All that set the stage for a “grand bargain” to be struck, said Reville, who later served as state education secretary and currently teaches at Harvard University.
The primary agents of that bargain were the two co-chairs of the Legislature’s Joint Committee on Education: Rep. Mark Roosevelt and Sen. Tom Birmingham.
As he urged his colleagues to vote on the bill they assembled in 1993, Birmingham told his colleagues they had no time to waste: “Too many of our kids are mired in systems of mediocrity or abject failure.”
And indeed, on June 15, 1993, the Supreme Judicial Court ruled in favor of students. Chief Justice Paul Liacos wrote for the majority that “the Commonwealth has a duty to provide an education for all its children, rich and poor, in every city and town of the Commonwealth at the public school level.”
The ruling went on to say:
…while the present statutory and financial schemes purport to provide equal educational opportunity in the public schools for every child, rich or poor, the reality is that children in the less affluent communities (or in the less affluent parts of them) are not receiving their constitutional entitlement of education as intended and mandated by the framers of the Constitution.

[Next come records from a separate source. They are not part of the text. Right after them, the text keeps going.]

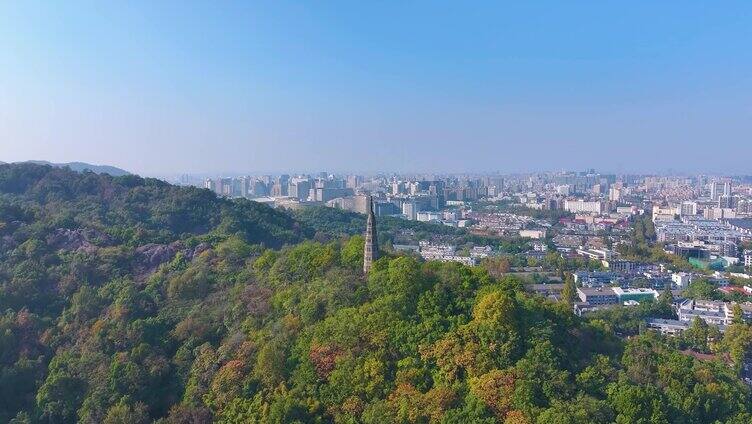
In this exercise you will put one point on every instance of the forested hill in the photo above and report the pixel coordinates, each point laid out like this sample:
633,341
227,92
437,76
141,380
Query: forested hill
126,300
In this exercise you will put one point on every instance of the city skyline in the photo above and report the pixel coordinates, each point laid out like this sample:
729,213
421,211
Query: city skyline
509,87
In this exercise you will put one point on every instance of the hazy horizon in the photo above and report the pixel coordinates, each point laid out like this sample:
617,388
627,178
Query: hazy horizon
421,87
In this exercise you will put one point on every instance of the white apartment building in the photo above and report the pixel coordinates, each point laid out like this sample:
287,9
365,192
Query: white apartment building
579,205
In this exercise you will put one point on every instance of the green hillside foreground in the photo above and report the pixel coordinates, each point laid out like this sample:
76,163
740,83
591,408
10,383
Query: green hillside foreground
127,300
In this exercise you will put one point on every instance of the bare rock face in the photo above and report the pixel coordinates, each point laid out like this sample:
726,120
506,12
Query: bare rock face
81,239
199,249
152,255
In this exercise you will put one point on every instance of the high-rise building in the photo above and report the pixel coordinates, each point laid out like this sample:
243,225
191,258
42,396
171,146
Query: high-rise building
720,188
688,209
371,248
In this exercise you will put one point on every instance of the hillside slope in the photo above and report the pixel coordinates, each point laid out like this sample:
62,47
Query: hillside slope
127,300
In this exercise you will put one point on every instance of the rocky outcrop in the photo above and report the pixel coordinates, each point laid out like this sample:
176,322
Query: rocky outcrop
82,239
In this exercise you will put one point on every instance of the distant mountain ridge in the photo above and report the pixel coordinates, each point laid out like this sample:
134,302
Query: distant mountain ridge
82,166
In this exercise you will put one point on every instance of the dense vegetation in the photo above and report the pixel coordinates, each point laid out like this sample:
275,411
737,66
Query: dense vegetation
328,222
235,323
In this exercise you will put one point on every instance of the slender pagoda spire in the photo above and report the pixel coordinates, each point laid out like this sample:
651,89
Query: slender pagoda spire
371,249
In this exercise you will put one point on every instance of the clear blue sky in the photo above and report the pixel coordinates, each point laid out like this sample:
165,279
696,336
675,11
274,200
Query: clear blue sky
367,86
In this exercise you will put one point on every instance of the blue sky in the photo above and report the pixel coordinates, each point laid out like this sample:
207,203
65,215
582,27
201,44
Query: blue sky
637,86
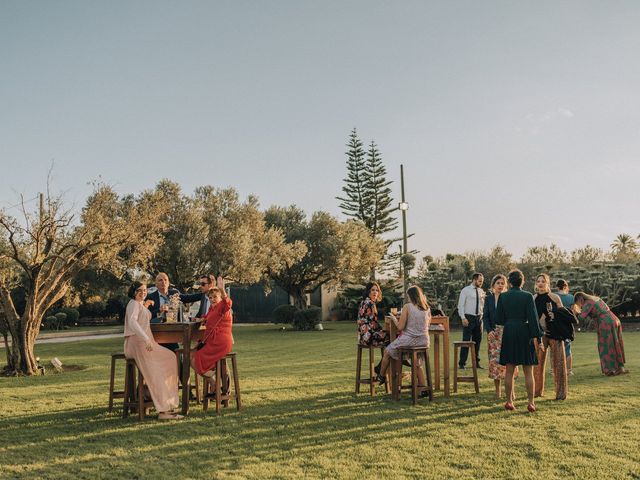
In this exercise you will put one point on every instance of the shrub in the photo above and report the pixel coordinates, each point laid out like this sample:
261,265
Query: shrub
72,315
307,319
92,308
115,307
62,319
51,323
284,313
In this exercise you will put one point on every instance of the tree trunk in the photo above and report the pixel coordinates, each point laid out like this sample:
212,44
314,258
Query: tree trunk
299,299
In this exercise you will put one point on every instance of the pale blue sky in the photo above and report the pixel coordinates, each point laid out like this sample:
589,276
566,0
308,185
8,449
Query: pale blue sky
508,116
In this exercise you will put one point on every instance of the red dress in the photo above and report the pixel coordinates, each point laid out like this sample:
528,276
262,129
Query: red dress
218,340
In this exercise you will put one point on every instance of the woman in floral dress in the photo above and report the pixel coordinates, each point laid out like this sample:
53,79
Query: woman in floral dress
610,344
370,332
494,331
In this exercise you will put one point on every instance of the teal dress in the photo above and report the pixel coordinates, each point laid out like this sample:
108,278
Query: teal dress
516,310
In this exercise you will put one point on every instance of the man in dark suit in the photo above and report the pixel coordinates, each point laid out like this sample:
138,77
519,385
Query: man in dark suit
160,305
207,282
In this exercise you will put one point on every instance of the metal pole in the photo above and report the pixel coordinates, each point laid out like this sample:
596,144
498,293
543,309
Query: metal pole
405,276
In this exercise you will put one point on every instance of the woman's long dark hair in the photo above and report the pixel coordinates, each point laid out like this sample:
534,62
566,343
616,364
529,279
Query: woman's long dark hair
367,290
417,297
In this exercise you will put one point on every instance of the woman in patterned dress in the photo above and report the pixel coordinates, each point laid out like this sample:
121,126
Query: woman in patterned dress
610,344
494,331
370,332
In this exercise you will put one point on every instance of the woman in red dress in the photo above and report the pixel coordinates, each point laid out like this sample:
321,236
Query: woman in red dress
218,340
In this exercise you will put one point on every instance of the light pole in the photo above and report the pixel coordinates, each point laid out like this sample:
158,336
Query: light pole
403,207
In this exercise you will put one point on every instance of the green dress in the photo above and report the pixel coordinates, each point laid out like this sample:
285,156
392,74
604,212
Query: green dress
516,310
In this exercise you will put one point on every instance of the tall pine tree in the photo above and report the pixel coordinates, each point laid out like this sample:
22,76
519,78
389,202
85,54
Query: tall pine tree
353,204
377,195
367,192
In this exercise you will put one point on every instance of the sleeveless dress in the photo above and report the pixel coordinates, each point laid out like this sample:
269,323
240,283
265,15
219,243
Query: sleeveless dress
370,332
610,344
415,333
557,351
218,340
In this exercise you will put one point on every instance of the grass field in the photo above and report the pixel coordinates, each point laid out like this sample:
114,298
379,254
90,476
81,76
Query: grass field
302,419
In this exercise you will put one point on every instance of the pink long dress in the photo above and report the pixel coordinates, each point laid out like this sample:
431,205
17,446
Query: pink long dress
159,366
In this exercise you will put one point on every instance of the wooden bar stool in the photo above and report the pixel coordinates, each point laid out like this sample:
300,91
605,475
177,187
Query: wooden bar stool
112,378
134,393
371,381
416,387
210,386
179,352
472,352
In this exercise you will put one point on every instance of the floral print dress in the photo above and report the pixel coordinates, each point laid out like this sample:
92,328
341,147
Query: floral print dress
610,345
370,332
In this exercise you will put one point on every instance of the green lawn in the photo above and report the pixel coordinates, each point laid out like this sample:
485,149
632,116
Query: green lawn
302,419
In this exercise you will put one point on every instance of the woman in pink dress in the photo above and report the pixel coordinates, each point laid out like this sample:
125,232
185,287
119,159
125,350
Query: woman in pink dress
157,364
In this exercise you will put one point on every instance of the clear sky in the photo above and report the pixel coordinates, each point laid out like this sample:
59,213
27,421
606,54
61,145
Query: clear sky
517,122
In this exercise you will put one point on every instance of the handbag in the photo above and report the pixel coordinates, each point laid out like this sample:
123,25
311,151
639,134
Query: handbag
562,327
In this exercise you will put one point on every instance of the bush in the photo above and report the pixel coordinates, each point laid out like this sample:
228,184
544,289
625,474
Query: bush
62,319
284,313
115,307
93,308
72,315
307,319
51,323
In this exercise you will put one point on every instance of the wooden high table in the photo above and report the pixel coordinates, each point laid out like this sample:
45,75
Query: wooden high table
439,328
184,333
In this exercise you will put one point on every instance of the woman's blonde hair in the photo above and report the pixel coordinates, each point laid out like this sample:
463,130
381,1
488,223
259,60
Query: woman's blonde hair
212,291
585,296
546,279
417,297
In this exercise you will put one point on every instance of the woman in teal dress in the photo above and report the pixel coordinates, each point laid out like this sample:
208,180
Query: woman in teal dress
610,344
516,310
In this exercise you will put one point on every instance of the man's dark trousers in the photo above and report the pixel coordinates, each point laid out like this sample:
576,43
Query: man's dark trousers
472,332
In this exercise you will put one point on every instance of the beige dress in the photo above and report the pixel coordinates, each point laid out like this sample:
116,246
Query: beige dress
159,366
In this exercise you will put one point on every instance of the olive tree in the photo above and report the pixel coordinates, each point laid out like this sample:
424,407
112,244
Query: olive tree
43,249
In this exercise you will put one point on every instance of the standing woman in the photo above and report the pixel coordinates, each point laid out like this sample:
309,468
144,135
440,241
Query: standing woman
546,304
494,331
157,364
516,310
568,301
610,345
370,332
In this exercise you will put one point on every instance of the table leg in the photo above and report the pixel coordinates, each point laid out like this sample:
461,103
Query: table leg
186,369
436,361
446,362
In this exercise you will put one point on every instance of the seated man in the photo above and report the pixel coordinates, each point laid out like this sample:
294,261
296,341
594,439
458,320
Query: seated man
160,305
207,282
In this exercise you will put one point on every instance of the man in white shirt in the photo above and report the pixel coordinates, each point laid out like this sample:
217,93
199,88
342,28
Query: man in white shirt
470,305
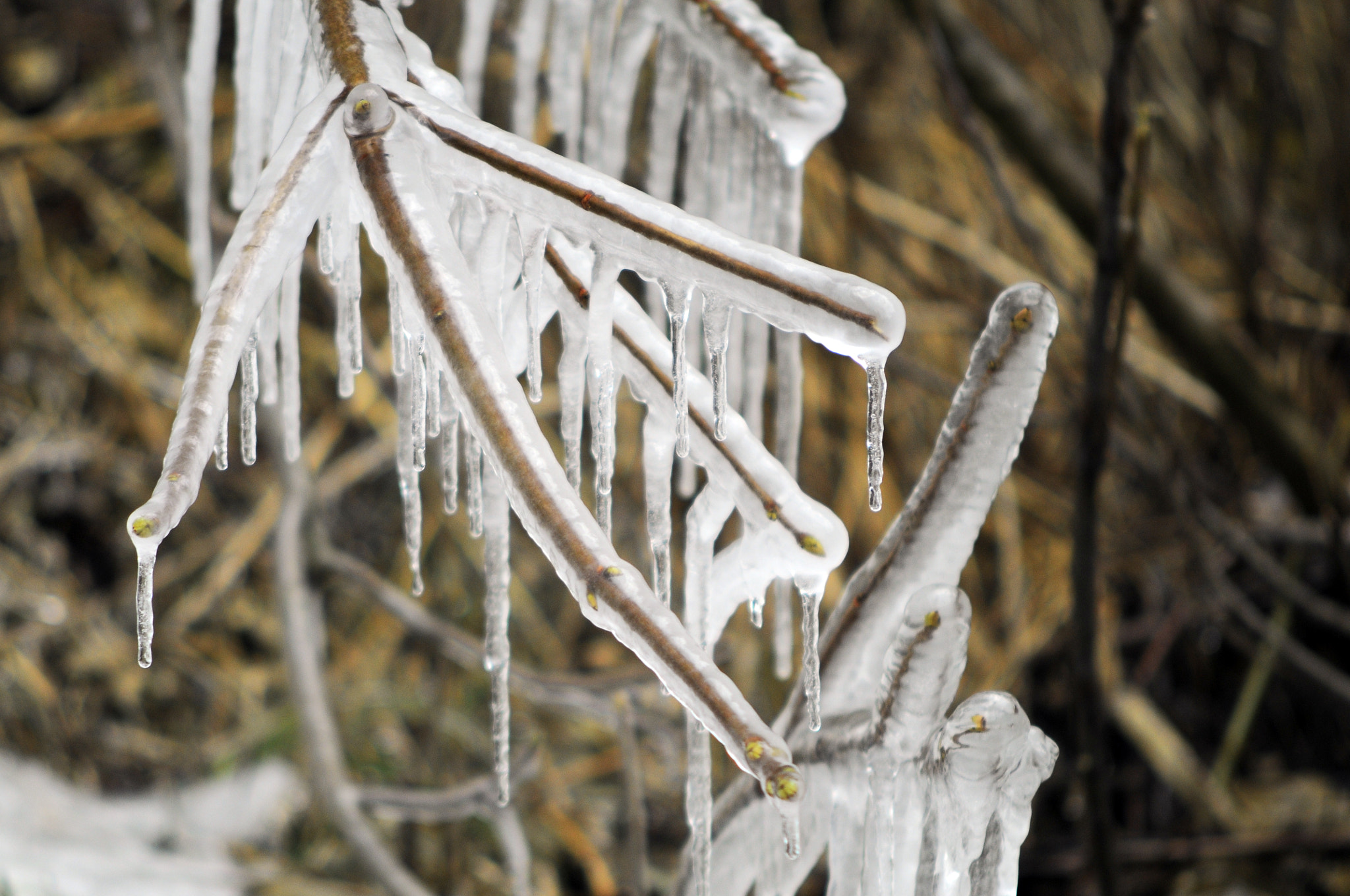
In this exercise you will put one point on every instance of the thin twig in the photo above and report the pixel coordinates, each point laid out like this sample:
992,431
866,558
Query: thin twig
1285,584
1092,443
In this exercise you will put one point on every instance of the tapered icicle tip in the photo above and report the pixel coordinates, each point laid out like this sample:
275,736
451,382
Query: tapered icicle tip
875,423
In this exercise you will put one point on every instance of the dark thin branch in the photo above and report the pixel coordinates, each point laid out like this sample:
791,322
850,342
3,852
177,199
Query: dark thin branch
1092,441
1177,308
1235,539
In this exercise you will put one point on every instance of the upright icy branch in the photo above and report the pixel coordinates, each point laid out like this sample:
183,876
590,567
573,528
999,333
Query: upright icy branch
906,798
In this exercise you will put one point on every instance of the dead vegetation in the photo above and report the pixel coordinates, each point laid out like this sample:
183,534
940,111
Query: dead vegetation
1223,578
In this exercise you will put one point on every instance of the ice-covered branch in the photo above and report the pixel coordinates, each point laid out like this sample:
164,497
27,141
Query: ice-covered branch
905,797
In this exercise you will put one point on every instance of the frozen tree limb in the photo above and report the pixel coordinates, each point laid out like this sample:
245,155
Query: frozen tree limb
902,794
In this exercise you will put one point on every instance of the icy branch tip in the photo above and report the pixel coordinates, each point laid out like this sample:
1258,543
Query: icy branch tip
368,111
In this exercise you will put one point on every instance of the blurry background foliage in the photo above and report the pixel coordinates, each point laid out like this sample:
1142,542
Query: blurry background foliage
1227,759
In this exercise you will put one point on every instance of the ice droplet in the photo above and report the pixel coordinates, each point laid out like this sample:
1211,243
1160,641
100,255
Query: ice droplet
875,420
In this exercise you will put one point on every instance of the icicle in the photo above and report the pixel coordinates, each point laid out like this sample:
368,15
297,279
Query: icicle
698,806
497,611
600,319
223,440
875,420
288,337
474,488
658,454
417,408
535,242
145,603
572,385
811,592
326,244
269,327
409,488
397,335
717,318
432,399
347,296
677,306
753,373
450,458
783,629
249,400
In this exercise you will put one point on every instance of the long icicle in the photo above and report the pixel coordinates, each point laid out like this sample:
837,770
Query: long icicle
875,422
497,614
450,457
474,485
658,455
600,320
677,306
409,486
249,400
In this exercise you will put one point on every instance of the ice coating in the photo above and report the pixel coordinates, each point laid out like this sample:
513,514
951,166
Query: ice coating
279,216
922,799
381,46
496,614
931,540
470,350
786,534
199,84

Three days later, Gov. William Weld signed the Education Reform Act into law.
Funding And Accountability
That law reflected the “hand-in-hand” approach proposed by state business leaders two years earlier.
First, it overhauled the way schools were funded.
Before, education funding had been mostly on a given district’s revenue from property taxes. That meant wealthy communities ended up having a lot more to spend on their schools than did their less affluent neighbors.
Today, Birmingham takes pride in the law’s leveling effects: “We basically equalized the amount of funding spent on kids’ education — whether you lived in Weston or Brockton or Chelsea or Lexington.” (Birmingham is now a senior fellow in education at the conservative-leaning Pioneer Institute.)
The law pumped $2 billion into public schools over 10 years. A much larger percentage went into poor districts, but every community got at least a little bump in funds — which likely helped sell the bill to lawmakers around the state.
Recently, some lawmakers have been pushing to update the new funding mechanism, and a funding bill has passed the state Senate.
But it’s the other side of the “grand bargain” that has proven more controversial: the accountability measures it introduced.
The first of those was the Massachusetts Comprehensive Assessment System, or the MCAS test. It would become a dominant and high-stakes metric of school performance in this state (though the original bill did not specify the nature of that test, or exactly how it should be used — that came later).
“I look back at pre-1993, pre-ed reform, we had certain hunches on which schools were doing well and which were not — but we didn’t have any data to back that up,” Birmingham said.